A group of environmentalists sued the Biden administration this week with the goal of stopping more than 3,500 permit applications from oil and gas companies to drill on federal property.
As claimed by the group, these drilling permits in Wyoming and News Mexico violate federal rules, specifically the Endangered Species Act, due to climate-changing carbon dioxide emissions.
Another attempt by environmentalists to put pressure on the administration to stop providing drilling permits. President Joe Biden’s campaign promise of suspending new federal land drilling was blocked by court challenges from GOP-led states and the industry.
The lawsuit against the Bureau of Land Management was filed on Wednesday in the District Court of Washington, D.C. by the Center for Biological Diversity, WildEarth Guardians, and the Western Environmental Law Center.
Brett Hartl, government affairs director at the Center for Biological Diversity, recently said in a statement: “Fossil fuels are driving the extinction crisis, and the Bureau of Land Management is making things worse by failing to protect these imperilled species.”
Biden’s administration has pushed corporations to boost drilling due to rising energy prices, claiming that they may generate more by using some of the 9,000 permits that are now unused and available.

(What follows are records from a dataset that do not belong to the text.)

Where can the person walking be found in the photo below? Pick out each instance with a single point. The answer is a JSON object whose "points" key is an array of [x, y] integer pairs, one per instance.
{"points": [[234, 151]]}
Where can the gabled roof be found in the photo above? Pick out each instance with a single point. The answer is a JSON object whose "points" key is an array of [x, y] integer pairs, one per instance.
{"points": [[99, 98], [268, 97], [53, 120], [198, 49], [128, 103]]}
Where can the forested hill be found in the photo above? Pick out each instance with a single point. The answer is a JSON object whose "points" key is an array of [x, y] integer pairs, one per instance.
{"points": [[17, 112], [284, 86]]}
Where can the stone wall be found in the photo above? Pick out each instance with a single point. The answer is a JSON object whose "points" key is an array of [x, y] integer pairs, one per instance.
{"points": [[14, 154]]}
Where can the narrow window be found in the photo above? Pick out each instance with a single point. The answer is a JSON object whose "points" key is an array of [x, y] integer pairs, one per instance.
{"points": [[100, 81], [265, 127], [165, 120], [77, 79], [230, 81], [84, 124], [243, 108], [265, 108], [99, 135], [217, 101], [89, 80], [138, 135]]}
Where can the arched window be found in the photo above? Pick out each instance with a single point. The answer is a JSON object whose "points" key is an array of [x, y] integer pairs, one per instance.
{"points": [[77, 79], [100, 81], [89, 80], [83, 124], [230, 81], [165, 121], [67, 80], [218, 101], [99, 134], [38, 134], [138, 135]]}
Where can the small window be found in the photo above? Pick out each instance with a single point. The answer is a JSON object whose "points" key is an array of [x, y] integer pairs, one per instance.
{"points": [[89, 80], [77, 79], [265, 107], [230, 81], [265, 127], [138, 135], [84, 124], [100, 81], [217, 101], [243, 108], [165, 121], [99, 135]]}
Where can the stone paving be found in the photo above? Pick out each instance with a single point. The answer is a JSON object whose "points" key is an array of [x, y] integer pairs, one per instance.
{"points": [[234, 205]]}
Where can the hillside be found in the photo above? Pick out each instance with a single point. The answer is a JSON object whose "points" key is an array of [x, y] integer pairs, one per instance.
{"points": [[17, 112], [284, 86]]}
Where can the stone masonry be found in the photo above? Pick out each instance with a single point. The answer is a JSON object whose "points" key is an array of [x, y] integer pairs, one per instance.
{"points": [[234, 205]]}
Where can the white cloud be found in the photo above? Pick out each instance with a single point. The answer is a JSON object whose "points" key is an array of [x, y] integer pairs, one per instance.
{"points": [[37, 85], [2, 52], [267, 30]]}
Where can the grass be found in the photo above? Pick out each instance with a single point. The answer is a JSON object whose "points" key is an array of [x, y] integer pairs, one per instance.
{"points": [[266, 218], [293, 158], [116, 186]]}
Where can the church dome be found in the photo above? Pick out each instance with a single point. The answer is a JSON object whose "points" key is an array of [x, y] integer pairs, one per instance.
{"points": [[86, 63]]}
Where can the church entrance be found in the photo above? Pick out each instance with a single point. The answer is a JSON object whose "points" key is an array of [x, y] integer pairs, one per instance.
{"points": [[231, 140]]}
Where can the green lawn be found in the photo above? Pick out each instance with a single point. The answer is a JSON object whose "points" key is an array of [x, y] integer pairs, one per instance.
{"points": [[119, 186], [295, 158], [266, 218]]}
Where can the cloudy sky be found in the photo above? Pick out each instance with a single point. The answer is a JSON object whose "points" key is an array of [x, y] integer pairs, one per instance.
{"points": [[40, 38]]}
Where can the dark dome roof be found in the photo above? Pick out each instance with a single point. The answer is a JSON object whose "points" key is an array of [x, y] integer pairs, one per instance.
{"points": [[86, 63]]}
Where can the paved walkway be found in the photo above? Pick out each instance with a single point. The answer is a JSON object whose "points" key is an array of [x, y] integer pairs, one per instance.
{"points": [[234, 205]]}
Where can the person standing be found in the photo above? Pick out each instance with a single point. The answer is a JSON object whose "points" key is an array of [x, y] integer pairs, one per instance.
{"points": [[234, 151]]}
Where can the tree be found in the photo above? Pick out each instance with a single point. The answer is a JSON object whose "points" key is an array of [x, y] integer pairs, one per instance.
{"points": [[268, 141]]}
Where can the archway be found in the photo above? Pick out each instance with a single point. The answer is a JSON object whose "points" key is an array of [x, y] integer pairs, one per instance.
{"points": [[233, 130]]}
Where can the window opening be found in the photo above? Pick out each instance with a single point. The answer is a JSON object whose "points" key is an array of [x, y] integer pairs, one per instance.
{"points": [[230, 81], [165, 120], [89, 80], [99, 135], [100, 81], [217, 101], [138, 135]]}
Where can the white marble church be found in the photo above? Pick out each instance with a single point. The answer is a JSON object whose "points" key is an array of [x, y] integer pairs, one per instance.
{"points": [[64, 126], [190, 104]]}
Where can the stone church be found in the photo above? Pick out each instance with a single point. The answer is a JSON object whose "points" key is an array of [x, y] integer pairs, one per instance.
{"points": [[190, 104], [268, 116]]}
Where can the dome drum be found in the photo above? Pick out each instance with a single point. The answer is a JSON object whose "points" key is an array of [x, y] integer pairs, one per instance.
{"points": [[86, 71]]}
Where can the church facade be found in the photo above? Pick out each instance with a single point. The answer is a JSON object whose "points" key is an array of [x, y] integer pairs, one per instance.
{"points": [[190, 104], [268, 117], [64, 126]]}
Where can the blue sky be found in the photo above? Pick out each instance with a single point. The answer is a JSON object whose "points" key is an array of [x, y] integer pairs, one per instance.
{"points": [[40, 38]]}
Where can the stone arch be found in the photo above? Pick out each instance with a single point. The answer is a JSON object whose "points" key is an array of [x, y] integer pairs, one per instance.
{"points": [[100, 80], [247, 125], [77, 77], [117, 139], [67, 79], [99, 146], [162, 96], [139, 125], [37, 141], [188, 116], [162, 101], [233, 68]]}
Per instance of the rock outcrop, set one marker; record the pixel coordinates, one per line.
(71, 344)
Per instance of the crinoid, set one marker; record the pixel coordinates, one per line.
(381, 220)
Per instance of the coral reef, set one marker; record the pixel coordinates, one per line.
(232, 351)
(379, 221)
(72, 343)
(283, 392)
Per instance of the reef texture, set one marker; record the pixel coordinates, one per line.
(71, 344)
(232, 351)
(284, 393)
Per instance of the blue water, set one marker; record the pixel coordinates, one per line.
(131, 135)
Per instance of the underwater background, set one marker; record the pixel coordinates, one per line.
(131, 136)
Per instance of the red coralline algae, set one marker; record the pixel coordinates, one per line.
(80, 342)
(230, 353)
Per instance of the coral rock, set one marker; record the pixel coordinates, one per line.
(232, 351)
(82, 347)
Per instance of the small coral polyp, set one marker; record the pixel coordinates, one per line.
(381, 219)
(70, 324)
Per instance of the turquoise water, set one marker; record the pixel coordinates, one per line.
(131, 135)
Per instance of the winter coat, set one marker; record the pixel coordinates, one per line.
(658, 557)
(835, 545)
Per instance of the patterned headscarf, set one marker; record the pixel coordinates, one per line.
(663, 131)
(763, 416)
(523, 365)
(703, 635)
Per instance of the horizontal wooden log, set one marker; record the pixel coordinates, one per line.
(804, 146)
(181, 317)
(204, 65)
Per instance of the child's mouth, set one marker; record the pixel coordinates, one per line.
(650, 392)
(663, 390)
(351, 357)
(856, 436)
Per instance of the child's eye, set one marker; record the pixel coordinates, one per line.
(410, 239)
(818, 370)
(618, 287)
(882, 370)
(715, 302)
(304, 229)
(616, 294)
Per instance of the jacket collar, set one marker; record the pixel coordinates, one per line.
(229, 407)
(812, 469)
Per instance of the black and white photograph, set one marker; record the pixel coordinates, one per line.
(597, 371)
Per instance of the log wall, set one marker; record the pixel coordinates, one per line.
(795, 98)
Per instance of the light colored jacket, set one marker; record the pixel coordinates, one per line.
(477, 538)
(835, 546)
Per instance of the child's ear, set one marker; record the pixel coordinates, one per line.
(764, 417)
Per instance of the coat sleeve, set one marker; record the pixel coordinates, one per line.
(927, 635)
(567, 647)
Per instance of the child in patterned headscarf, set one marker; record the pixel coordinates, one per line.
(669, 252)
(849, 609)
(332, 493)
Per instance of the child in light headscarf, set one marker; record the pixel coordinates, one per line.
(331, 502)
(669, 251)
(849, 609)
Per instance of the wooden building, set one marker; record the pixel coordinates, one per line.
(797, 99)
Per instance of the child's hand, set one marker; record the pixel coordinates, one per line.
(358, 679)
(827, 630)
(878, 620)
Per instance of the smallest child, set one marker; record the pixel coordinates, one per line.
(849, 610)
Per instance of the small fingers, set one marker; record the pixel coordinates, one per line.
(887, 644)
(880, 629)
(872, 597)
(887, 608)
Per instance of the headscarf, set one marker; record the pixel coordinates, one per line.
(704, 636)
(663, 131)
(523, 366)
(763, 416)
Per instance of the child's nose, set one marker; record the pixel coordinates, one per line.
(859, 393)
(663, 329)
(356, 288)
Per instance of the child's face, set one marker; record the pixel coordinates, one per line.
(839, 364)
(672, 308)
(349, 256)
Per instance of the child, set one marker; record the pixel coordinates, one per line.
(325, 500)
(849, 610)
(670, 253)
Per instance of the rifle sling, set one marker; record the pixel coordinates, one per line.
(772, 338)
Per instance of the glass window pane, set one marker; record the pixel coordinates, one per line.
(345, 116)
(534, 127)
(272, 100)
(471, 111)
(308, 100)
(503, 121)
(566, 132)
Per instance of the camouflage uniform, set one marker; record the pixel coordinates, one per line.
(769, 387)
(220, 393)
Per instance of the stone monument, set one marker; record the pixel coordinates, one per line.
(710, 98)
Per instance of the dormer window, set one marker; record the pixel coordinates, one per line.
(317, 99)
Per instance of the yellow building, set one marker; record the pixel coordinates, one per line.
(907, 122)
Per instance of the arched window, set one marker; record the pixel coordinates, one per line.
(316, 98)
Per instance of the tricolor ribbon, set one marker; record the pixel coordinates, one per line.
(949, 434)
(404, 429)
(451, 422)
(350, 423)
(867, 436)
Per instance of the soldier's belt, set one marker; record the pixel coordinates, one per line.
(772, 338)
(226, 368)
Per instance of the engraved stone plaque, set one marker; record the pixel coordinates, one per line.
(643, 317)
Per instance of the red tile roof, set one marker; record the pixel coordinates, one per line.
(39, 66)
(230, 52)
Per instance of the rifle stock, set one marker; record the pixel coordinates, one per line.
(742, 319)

It is expected that the administration would conduct an auction of drilling leases in several states this month.
The oil and gas industry argues that environmentalists have numerous opportunities to file lawsuits during many stages of preparation before an oil and gas permit on federal land is given.
“They’re trying to use the courts to deny Americans energy and drive up prices because they can’t convince Congress to change the law,” said Kathleen Sgamma, president of the Western Energy Alliance, in a statement. “Shutting down federal oil and natural gas does nothing to address climate change, but merely shifts the production to private lands or overseas.”
Environmentalists claimed that the Bureau of Land Management had violated the National Environmental Policy Act by refusing to consider the environmental impact of the licences it had approved.
“The Bureau of Land Management has admitted that continued oil and gas exploitation is a significant cause of the climate crisis, yet the agency continues to recklessly issue thousands of new oil and gas drilling permits,” said climate and energy program director with the Western Environmental Law Center, Kyle Tisdel.